В заведении этом царил библейский душок ложной мучнистой росы – здесь разило Иеровоамом и Иисусом; учителя поражали меня разительным сходством с надменными мошенниками; еда была отвратительной настолько, что в первые один-два дня после возвращения с каникул я не мог взять ее в рот. Приличным здесь был только сыр из соседнего Стилтона, но его нам, разумеется, никогда не давали. А плата… После смерти матери я обнаружил среди ее бумаг счета «Аппингема». Господи, как же они ее надували! Надеюсь, теперь там все переменилось.

Душок ложной мучнистой росы и тот самый дурной запах Иеровоама и Иисуса порою ощущался в воздухе самых прочных викторианских зданий «Аппингема» еще и в мое время, да и «Стилтоном» нас точно никогда не кормили, но в прочем школа, как и надеялся Дуглас, определенно переменилась. Плата за обучение была да и сейчас осталась более высокой, чем во многих школах с лучшей репутацией, не думаю, однако, что «Аппингем» можно обвинить в надувательстве. Большинство учителей поражало разительным сходством с надменными мошенниками и меня тоже, но, с другой стороны, учителя всегда представляются нахальным подросткам надменными мошенниками. Если в школе и имелся подлинный надменный мошенник, так, можете не сомневаться, им был я.

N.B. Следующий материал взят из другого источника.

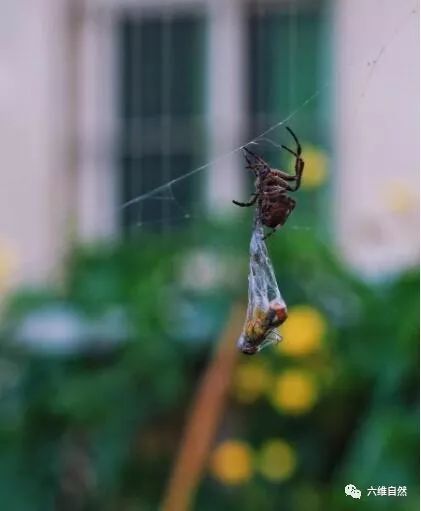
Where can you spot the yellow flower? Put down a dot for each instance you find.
(277, 460)
(316, 166)
(251, 379)
(294, 392)
(231, 462)
(302, 332)
(399, 197)
(8, 265)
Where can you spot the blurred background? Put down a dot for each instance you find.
(120, 384)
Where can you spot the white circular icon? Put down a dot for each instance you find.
(352, 491)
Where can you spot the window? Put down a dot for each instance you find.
(162, 106)
(284, 70)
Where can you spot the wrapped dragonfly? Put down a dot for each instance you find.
(266, 309)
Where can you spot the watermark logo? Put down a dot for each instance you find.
(377, 491)
(352, 491)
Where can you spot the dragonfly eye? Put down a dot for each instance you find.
(247, 347)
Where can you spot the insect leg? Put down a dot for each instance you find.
(247, 204)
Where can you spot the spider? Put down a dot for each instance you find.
(271, 187)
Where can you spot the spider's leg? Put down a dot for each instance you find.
(299, 163)
(246, 204)
(294, 136)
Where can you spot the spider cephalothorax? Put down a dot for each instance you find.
(271, 187)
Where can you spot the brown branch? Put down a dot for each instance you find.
(206, 412)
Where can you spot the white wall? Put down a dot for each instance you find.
(32, 128)
(376, 135)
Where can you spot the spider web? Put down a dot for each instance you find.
(165, 192)
(263, 290)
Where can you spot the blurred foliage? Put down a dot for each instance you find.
(96, 426)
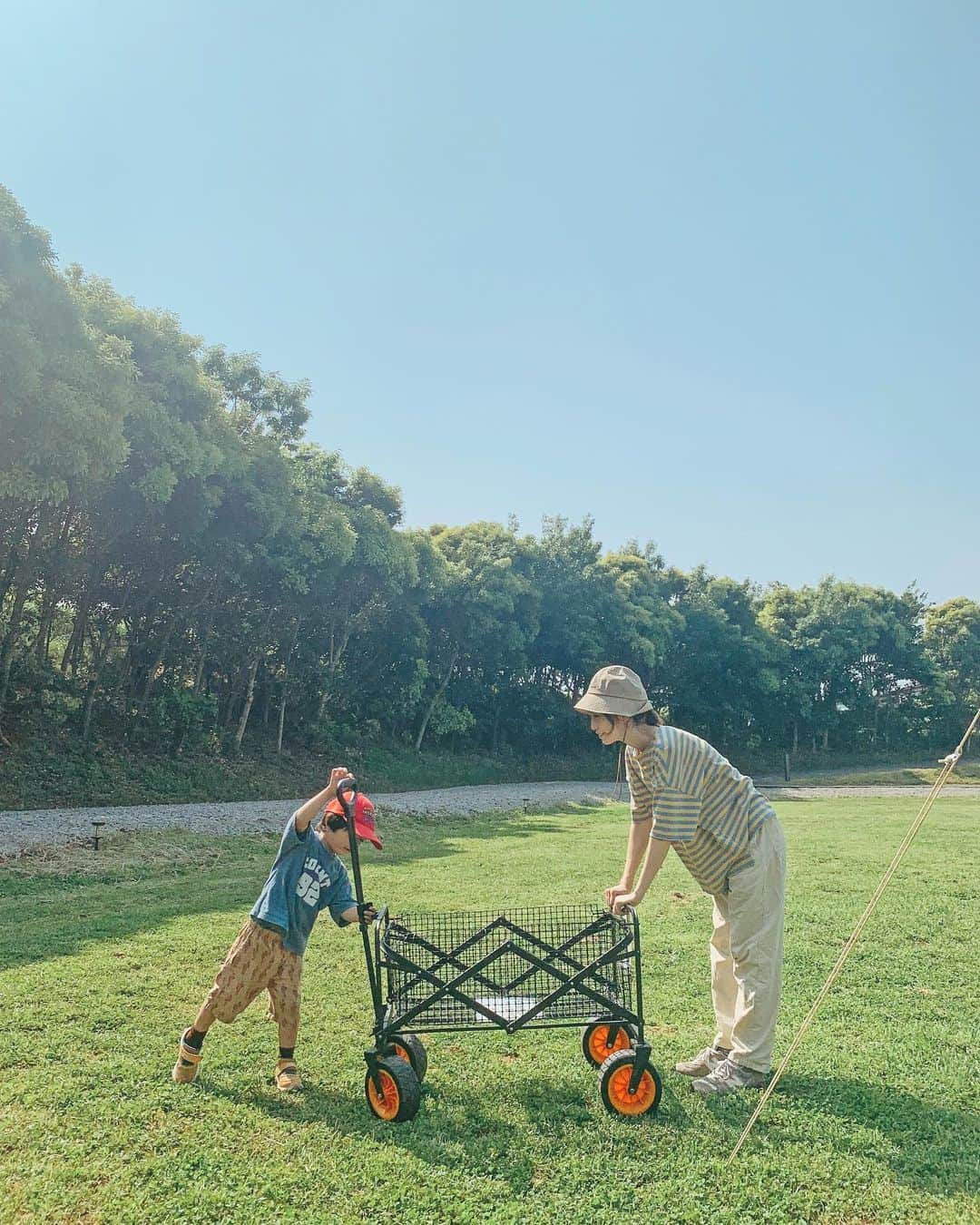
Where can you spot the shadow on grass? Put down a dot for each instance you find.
(927, 1147)
(70, 912)
(455, 1132)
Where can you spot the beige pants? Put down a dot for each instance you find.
(748, 952)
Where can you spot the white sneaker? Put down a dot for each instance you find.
(729, 1077)
(703, 1063)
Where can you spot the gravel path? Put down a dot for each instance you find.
(37, 827)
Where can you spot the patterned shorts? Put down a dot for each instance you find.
(258, 961)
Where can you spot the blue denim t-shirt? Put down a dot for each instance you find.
(305, 878)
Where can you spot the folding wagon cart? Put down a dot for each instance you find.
(529, 968)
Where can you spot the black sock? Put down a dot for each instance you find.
(195, 1038)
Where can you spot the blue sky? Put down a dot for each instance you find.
(708, 272)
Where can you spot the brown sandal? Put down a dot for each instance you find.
(287, 1075)
(188, 1063)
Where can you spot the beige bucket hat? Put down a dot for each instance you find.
(614, 690)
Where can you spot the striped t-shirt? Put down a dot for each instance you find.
(700, 804)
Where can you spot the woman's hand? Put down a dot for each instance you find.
(614, 892)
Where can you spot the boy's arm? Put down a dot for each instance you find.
(305, 814)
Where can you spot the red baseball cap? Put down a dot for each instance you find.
(364, 818)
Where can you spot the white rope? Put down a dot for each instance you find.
(948, 765)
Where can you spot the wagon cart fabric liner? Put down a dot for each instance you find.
(512, 969)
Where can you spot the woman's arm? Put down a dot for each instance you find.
(652, 864)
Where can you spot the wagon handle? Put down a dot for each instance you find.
(347, 791)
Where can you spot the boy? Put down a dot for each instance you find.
(267, 953)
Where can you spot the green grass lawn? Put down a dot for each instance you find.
(104, 959)
(965, 774)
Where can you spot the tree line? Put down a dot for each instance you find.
(181, 569)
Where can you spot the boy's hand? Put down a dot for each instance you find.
(365, 913)
(336, 776)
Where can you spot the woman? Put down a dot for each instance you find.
(683, 794)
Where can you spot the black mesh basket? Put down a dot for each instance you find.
(532, 966)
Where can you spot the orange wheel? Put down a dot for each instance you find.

В Дугласе и Фербенке меня очаровывало то, что они были, как выразился Форстер,

НЕЗДОРОВЫМИ

Напыщенность темного бомбазина, под знаком которого проходило викторианское детство и школярство, наделило двух этих писателей глубоко укоренившимся стремлением к свету, цвету, экзотике и язычеству. В случае Фербенка – к связанному с культом Марии язычеству папистской церкви, в случае Дугласа – к подлинному язычеству фавнов, дриад и великого бога Пана. Они инстинктивно тяготели к стилю, который представляет собой антитезу темноты и напыщенности, и лучшее слово для обозначения его – это не «мандаринство» Коннолли, но «кэмп».

А что такое кэмп? Вот слово, которое многие понимают неверно. То есть каждый понимает его по-своему, но я понимаю так:

Кэмп – это не регби.

Кэмп – это не Ветхий Завет.

Кэмп – это не святой Павел.

Кэмп – это не уроки латыни, хотя к греческим его применить и можно.

Кэмп любит цвет.

Кэмп любит свет.

Кэмп получает удовольствие от поверхности вещей.

Кэмп любит краски так же, как живопись.

Кэмп предпочитает стиль стильности.

Кэмп бледен.

Кэмп нездоров.

В кэмпе нет ничего английского, пропади оно пропадом.

Но…

Кэмп – это не китч.

Кэмп – это не наркотики.

Кэмп далеко не так поверхностен, как вам хотелось бы верить.

Кэмп отметает все страхи.

Кэмп силен.

Кэмп здоров.

И, взглянем правде в лицо…

Кэмп гомосексуален.

(По большей части.)

Какое число тонко чувствующих гетеросексуальных мальчиков притянули шелка, свет, язычество, отрава и роскошь кэмпа – это большой вопрос. Насколько сильно такой мальчик нуждается в альтернативном мире – вопрос не меньший. Да если обычному мальчику такой мир и нужен, куда проще найти его уже готовым к употреблению в современном внешнем мире рок-н-ролла, спорта, автомобилей и девушек. Так просто, что он, в сущности, оказывается вовсе и не альтернативным, а лишь открыто отличным от мира старшего поколения – и в мере, достаточной, чтобы позволить подростку ощущать себя бунтарем и молодчагой.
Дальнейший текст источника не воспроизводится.